Martin Gray, disparition d’un survivant

martin_grayL’écrivain a été retrouvé mort dans la piscine de sa ferme de Ciney. Il avait 93 ans. Né le 27 avril 1922 à Varsovie, il etait célèbre pour son livre « Au nom de tous les miens », dans lequel il raconte avoir perdu à deux reprises toute sa famille, d’abord dans les camps d’extermination nazis, puis dans l’incendie de sa maison dans le Sud de la France.

Martin Gray était le symbole vivant de la résilliance face aux drame qu’il avait subit : trois fois il a perdu les êtres qui lui étaient les plus chers dans des conditions atroces.

Le 1er septembre 1939, les nazis envahissent la Pologne. Martin Gray a alors dix-sept ans. Transféré dans le ghetto de Varsovie où son père travaille au Judenrat, il trouve le moyen d’en sortir en soudoyant des soldats nazis et devient ainsi un contrebandier. Plusieurs fois par jour, il fait des allers-retours pour ramener de la nourriture dans le ghetto grâce aux tramways. Lors d’une rafle, son père est attrapé pour être déporté. Grâce à ses appuis, Martin lui sauve la vie en l’aidant à s’échapper.

Plus tard, sa mère, ses deux frères et lui-même sont déportés à Treblinka, où sa mère et ses frères sont exterminés immédiatement. Compte tenu de sa santé physique, il n’est pas tué et travaille dans divers Kommandos, dont les Sonderkommandos, qui sont chargés d’extraire les corps des chambres à gaz. Il réussit à s’échapper de ce secteur et à retravailler dans les secteurs de réception des déportés.

Il travaille alors dans un Kommando chargé de trier le linge et de le charger dans les wagons. Il peut ainsi s’enfuir de Treblinka en se cachant dans un wagon. De nuit, il se jette hors du train et traverse divers villages où il informe la population de ce qui se passe à Treblinka, mais personne ne le croit.

À son retour à Varsovie, il retrouve son père, qu’il croyait mort, mais qui, quelques jours plus tard, lors de l’insurrection du ghetto, sera abattu devant ses yeux, parmi un groupe de Juifs qui s’étaient jetés sur des SS après s’être rendus.

Il rejoint ensuite l’Armée rouge, où il finit la guerre, et marche sur Berlin le 30 avril 1945. Comme officier, il est décoré d’ordres prestigieux de l’Armée rouge : ordre de l’Étoile rouge, ordre de la Guerre patriotique et Ordre d’Alexandre Nevski.

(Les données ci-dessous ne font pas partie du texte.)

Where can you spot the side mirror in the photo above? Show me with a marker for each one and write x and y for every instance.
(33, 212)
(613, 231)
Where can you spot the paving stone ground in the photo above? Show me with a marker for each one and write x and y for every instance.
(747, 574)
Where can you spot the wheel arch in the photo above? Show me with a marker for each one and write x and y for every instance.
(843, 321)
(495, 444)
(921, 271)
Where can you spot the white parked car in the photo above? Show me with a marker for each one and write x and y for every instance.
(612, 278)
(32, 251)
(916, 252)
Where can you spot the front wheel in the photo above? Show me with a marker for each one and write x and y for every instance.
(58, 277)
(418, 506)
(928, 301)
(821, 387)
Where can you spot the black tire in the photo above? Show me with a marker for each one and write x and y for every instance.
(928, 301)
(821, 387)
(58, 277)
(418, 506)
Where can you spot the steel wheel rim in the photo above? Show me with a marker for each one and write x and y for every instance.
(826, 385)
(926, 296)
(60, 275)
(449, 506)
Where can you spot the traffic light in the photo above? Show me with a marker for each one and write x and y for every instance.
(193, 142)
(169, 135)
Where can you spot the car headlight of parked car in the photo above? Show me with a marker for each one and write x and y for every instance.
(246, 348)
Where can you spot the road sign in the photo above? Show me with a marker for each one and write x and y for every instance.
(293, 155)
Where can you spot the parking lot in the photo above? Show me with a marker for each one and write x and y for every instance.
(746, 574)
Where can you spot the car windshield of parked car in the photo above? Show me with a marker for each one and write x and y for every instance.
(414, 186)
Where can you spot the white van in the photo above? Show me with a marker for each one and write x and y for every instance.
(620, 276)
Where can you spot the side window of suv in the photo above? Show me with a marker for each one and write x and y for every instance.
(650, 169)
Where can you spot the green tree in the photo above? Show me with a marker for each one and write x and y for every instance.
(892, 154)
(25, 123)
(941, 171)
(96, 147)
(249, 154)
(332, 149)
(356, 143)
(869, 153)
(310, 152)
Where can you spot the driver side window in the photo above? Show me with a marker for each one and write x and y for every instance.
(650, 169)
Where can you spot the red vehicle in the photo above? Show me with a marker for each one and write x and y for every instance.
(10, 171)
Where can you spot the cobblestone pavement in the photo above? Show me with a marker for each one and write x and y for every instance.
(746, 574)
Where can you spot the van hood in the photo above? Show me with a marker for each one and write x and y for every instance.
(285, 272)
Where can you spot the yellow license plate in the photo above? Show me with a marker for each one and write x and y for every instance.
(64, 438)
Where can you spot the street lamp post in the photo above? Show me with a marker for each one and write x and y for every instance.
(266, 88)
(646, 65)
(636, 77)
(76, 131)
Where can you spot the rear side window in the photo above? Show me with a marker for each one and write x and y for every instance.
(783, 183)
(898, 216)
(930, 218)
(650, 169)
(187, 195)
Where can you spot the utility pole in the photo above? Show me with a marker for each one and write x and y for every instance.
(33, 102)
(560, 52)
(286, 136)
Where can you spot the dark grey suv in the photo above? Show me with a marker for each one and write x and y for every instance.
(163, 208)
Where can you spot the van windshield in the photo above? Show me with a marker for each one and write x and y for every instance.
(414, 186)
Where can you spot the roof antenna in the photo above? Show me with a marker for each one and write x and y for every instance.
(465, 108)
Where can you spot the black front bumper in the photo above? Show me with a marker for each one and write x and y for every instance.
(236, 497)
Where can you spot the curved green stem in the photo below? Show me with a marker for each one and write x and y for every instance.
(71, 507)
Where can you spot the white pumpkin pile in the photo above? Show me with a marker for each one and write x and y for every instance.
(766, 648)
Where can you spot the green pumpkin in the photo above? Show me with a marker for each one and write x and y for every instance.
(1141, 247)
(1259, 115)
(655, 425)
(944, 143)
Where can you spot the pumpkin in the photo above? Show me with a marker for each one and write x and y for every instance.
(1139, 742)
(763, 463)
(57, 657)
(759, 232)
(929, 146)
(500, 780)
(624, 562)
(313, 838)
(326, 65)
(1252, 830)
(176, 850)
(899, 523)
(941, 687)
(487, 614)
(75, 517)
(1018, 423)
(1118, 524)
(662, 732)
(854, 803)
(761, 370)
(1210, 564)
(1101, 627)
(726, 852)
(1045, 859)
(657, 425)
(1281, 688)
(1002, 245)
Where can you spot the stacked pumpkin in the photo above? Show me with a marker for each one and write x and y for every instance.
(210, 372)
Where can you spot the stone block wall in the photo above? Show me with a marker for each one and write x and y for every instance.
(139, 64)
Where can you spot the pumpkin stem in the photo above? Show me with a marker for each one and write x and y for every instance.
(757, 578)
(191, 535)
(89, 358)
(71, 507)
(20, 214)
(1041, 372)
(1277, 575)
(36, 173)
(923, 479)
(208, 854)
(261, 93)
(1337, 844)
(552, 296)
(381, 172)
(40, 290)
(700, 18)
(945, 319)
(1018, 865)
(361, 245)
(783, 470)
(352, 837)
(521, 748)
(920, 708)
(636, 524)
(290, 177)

Cent-dix membres de sa famille sont morts pendant la Seconde Guerre mondiale.Après la guerre, il décide d’aller rejoindre sa grand-mère maternelle à New York en 1947.

Il s’y enrichit en vendant, à des antiquaires américains, des porcelaines et des lustres non antiques qu’il fait fabriquer en Europe.

Citoyen américain en 1952, il rencontre Dina Cult en 1959 qui devient son épouse. Ils s’installent dans le Sud-Est de la France, à Tanneron, non loin de Mandelieu, où il devient exploitant agricole.

Le 3 octobre 1970, lors de l’incendie du Tanneron, il perd son épouse et ses quatre enfants. Au bord du suicide, il déclare avoir décidé de lutter pour devenir un témoin et trouver encore une fois la force de survivre, l’écriture devenant alors, d’après lui, une thérapie.

Depuis, Martin Gray s’était remarié deux fois et a eu de cinq enfants.

Au nom de tous les miens, son best-seller autobiographique sorti en 1971 et rédigé avec l’écrivain français Max Gallo raconte son drame d’avoir perdu des êtres chers à trois reprises, le laissant seul survivant, a été édité en vingt-six langues et lu par trente millions de personnes. Objet de polémiques car certains passages auraient été romancés, il a été adapté en téléfilm à succès en 1985 par Robert Enrico, avec Michael York, Brigitte Fossey et Macha Meril.

Toujours dans cette démarche de cultiver le souvenir, Martin Gray avait fondé peu après le dramatique incendie qui lui avait couté la vie, la fondation Dina Gray, puis un centre international de jeunesse baptisé « Arche du futur », pour rendre hommage à sa première épouse.

L’écrivain franco américain avait été fait en 2013 « citoyen d’honneur » de Ciney, ville des Ardennes belges, où il partageait son temps depuis 2012, en alternance avec la commune bruxelloise d’Uccle.